Why can't more people realize this?
It doesn't always work like that.
I do, however, have one of those stories, from the times when you could still find cool people in South Florida.
One day, after a couple of months unemployed (and getting to a point where money was getting way too tight), I got a job at a DirecTV contractor, as a technician. After they did all the paperwork, and made me watch the most boring 2 hours of video in my whole life, the boss comes up with the news that, to be hired, I needed to own a van, a 6ft ladder, and a 14ft ladder, both fiberglass. So I talked to my soon to be supervisor (by far, the coolest guy I have ever met since I got to the US), and explained that I only had a Mazda Protege, and a 6ft wooden ladder. After chatting for a few minutes, he agreed to let me work anyway, under the promise that I'd never reschedule a job because of the lack of a ladder.

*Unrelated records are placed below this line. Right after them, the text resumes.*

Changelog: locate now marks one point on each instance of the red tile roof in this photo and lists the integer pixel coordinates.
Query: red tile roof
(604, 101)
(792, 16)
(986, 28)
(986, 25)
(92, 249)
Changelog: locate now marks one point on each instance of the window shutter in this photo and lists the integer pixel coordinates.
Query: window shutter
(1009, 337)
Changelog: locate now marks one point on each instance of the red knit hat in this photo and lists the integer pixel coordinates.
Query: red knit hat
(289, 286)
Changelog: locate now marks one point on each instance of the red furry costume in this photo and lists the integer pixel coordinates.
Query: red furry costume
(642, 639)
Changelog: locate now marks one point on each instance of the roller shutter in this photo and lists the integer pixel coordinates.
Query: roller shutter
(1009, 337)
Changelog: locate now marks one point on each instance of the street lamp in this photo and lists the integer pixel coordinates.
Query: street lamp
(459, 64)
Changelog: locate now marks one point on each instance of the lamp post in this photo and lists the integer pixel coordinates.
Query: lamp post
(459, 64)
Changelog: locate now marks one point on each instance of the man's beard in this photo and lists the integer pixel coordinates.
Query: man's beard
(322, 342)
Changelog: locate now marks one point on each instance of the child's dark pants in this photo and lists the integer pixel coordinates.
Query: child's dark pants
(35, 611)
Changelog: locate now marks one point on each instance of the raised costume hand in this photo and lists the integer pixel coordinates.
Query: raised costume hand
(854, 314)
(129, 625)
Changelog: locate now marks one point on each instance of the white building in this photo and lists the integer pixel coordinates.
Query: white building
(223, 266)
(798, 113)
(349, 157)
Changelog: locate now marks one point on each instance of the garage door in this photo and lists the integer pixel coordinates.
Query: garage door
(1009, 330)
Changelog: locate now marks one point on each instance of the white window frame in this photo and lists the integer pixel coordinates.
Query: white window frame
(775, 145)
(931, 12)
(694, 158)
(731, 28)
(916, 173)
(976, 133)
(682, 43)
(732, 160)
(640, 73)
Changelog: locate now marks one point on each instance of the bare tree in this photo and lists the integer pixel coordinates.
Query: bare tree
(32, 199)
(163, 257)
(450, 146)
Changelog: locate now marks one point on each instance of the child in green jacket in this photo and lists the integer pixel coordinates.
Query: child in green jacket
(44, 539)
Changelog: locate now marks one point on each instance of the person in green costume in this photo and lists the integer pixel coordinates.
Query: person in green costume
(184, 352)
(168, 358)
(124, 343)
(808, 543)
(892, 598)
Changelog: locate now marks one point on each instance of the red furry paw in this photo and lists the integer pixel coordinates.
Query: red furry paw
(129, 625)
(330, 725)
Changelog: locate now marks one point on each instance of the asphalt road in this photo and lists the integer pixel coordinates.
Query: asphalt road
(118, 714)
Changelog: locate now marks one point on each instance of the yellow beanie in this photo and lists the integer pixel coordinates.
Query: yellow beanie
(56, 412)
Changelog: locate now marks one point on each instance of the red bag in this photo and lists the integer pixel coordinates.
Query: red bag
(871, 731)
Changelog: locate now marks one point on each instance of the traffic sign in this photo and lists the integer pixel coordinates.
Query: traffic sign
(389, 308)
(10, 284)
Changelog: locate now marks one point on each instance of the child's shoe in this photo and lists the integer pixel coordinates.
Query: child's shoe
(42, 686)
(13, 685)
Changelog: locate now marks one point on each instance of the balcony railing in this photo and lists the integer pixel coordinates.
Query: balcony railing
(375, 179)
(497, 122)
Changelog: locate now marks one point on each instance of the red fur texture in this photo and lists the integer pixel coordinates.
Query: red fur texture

A couple of days later, driving my car with only the driver's seat, and full to the brim of tools and materials (and with no insurance, and the tag expired), I got pulled over. When the cop asked me for my license, registration and insurance, I gave him the license, and told him the truth about the rest. He went to his car, checked my license, came back, looked into my car, and said "I guess you gotta do what you gotta do. Make sure you solve this problem ASAP. Drive carefully." And he let me go.
About 2 weeks later, exactly 2 days before I got my first check, I got pulled over again, in the same corner. When the cop came up to me, and I started telling him my story, I realized
it was the same cop! So I told him, and he remembered me. I told him I was waiting to get my first paycheck that Friday, and "that was the reason I had doctored my tag, to avoid getting pulled over until I could take care of it". Of course, when I saw his face, I realized that was probably the dumbest thing to say in a situation like that.
So he said: "you doctored your tag? Where?"
We went to the back of he car, and I showed him: "here, you see? I was born in March, so I changed the "3" into an "8" in the sticker".
So he went: "You did that? How?'
And I answered: "with a sharpie".
Then he gave me my license back, and said: "Good job! This is the last time I let you go. Please take care of that problem. Drive carefully". And he let me go again.
Without a doubt, the coolest cop ever.